In In re Marriage of Stariha, 509 N.E.2d 1117 (Ind. Ct. App. 1987), the court found a Fourteenth Amendment right to counsel in cases involving contempt for failure to pay child support, due to the risk of incarceration.


It also found sufficient state action at play, despite the contempt having been filed by an individual:


It is difficult to imagine how the present case does not involve state action. Admittedly, Rebecca initiated this action as a private individual. However, the trial court found John in contempt for failure to pay child support pursuant to Rebecca's motion and sentenced him to thirty days. Certainly, John's incarceration, depriving him of his physical liberty for thirty days, amounted to state action.
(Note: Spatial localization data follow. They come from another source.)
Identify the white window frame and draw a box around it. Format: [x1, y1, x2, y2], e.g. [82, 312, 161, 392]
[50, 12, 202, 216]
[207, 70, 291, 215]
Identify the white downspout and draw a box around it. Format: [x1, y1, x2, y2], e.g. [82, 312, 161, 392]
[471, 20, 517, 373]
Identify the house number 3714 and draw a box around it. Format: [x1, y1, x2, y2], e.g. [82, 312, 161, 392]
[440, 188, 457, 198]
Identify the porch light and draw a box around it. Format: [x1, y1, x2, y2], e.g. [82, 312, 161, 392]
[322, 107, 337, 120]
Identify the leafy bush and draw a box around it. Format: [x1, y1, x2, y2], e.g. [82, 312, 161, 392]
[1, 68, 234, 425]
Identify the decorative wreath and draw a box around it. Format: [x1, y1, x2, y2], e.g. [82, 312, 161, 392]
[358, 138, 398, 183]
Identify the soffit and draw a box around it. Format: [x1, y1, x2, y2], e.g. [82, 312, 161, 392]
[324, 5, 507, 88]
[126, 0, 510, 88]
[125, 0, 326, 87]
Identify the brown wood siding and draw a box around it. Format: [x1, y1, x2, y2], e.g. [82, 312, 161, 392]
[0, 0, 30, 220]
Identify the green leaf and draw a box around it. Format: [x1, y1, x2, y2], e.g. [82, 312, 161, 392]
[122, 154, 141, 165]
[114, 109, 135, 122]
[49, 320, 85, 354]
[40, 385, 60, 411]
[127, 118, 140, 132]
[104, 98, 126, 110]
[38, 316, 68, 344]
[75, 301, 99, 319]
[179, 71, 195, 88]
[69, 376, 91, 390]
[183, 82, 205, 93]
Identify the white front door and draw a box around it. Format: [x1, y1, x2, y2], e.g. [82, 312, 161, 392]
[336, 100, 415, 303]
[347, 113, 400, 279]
The court enforced a contempt proceeding that was initiated privately ... Here, there is a definite nexus between Rebecca's complaint for failure to pay child support and the trial court's finding of contempt and incarceration of John for the same activity.


While Stariha is an unpublished opinion and such opinions have no precedential value in Indiana, it has been subsequently relied upon by another court.  In Moore v. Moore, 11 N.E.3d 980 (Ind. Ct. App. 2014), a case that came after Turner v. Rogers, 564 U.S. 431 (2011) (no right to appointed counsel under Fourteenth Amendment in civil contempt cases, at least where private party initiates contempt), the court, without mentioning Turner at all, relied on Stariha for the right to appointed counsel for child support contempt and Marks v. Tolliver, 839 N.E.2d 703, 706 (Ind. Ct. App. 2005) for the proposition that the right attaches even where a private person initiates the contempt.